Berdasarkan kondisi beberapa variabel ekonomi di atas, maka outlook mengenai kondisi Indonesia di tahun 2016 adalah (i) perekonomian Indonesia bersifat survival dibanding ekspansif di tahun 2016 dikarenakan kondisi domestik belum mampu mendorong ke arah keseimbangan akibat masih kuatnya ketidakseimbangan global; (ii) kebijakan moneter ke depan masih dibayangi kekakuan suku bunga yang relatif tinggi akibat pencapaian target inflasi sebesai 3.5-4.5 dan resiko pelemahan rupiah terhadap dollar; (iii) defisit keuangan negara akan meningkat mengingat belum kompetitifnya daya saing perdagangan internasional Indonesia sehingga diperlukan banyak pembangunan infrastruktur yang pada gilirannya akan membutuhkan sumber pendanaan besar; (iv) rendahnya harga komoditas di pasaran internasional otomatis membuat penerimaan negara dari sektor non pajak akan berkurang dan kecenderungan untuk menggenjot penerimaan dari sektor pajak akan meningkat sehingga akan mengurangi daya beli rumah tangga dan produksi perusahaan; dan (v) volume hutang luar negeri negara akan meningkat karena pembiayaan untuk pembangunan meningkat namun pelemahan kondisi eksternal akan menghambat pendapatan negara selain pajak.
Kesimpulan
Perekonomian Indonesia masih akan terus bergeliat ditengah pesimisme perekonomian global dikarenakan masih relatif baiknya laju pertumbuhan ekonomi, inflasi yang relatif rendah, serta besarnya komitmen negara dalam pembangunan infrastruktur.
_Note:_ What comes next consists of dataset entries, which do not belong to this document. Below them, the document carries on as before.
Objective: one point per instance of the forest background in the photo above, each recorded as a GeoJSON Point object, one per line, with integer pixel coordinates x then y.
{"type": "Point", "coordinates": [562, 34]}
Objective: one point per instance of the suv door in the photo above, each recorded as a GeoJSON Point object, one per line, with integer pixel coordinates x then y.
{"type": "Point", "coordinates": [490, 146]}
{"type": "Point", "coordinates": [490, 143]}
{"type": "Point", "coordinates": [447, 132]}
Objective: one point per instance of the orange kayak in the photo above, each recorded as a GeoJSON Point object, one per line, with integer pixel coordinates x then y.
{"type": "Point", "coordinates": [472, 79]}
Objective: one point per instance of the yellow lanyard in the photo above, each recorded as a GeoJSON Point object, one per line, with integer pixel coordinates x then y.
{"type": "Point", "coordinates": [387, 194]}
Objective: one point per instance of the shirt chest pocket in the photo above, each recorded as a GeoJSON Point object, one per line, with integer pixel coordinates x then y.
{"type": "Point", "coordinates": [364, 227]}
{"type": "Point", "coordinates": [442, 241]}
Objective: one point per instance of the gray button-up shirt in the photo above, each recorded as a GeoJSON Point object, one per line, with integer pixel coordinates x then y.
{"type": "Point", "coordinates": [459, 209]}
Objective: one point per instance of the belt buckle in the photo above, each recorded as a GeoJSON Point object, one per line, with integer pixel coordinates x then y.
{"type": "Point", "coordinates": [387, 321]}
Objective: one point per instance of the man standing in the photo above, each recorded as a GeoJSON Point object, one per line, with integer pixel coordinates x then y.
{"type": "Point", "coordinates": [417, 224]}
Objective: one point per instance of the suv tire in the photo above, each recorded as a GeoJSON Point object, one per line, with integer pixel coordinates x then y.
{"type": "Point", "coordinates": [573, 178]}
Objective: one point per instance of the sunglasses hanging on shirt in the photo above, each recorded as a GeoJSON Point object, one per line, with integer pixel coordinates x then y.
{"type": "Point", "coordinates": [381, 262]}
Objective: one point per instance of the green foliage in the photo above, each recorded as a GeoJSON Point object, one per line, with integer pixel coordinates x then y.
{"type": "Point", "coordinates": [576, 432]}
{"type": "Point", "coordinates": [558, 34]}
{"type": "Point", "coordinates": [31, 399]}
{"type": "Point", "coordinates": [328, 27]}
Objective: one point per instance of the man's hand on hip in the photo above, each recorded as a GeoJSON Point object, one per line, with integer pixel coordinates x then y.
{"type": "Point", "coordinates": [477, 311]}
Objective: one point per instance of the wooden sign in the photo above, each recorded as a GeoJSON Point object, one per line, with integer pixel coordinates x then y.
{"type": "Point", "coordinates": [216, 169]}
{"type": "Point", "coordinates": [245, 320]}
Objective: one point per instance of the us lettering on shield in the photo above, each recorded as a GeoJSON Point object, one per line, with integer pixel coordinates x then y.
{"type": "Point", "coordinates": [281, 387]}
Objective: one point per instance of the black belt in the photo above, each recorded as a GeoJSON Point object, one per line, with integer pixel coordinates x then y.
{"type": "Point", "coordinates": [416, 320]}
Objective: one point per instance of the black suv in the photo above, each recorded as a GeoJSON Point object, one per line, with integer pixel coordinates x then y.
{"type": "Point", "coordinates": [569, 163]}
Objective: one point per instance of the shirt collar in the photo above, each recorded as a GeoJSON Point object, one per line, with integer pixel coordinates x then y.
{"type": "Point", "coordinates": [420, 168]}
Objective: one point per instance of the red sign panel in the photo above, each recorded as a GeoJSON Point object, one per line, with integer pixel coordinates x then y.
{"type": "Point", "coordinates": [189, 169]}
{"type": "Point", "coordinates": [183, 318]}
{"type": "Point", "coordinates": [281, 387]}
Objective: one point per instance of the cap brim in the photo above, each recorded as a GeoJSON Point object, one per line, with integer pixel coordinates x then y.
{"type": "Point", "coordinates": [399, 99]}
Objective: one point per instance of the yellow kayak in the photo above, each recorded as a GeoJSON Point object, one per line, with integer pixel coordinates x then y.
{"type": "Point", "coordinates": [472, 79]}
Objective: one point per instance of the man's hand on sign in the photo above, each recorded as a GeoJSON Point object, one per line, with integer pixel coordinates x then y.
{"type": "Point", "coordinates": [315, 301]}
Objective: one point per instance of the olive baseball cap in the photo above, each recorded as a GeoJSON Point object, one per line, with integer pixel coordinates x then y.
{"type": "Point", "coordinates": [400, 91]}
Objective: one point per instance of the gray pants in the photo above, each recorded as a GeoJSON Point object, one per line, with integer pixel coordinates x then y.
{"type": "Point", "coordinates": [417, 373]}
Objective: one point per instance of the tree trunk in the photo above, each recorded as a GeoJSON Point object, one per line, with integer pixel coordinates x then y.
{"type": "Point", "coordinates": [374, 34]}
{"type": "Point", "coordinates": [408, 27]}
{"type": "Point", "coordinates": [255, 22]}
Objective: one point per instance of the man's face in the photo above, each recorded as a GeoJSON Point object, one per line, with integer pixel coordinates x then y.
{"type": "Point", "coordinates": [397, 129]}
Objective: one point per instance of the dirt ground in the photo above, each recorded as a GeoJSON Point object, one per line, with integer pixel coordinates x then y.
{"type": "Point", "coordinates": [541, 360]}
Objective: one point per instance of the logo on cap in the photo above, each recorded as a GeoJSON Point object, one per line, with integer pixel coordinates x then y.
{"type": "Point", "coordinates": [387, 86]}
Namun demikian, optimisme ini diharapkan dapat kekal dan terus berlanjut dalam jangka panjang bilamana otoritas fiskal terus melakukan manajemen keuangan negara yang berkelanjutan, sedangkan otoritas moneter terus mengupayakan menjaga stabilitas sistem keuangan melalui pencapaian inflasi yang rendah dan mata uang yang stabil. Disamping itu, keberadaan lembaga pengawas lembaga keuangan dan lembaga penjamin simpanan tetap terus meningkatkan kapasitas prudential regulation di sektor keuangan. Akhirnya, optimisme perekonomian Indonesia masih ada walaupun badai global masih mengancam asalkan semua pihak berkomitmen bersama-sama untuk memajukan perekonomian Indonesia.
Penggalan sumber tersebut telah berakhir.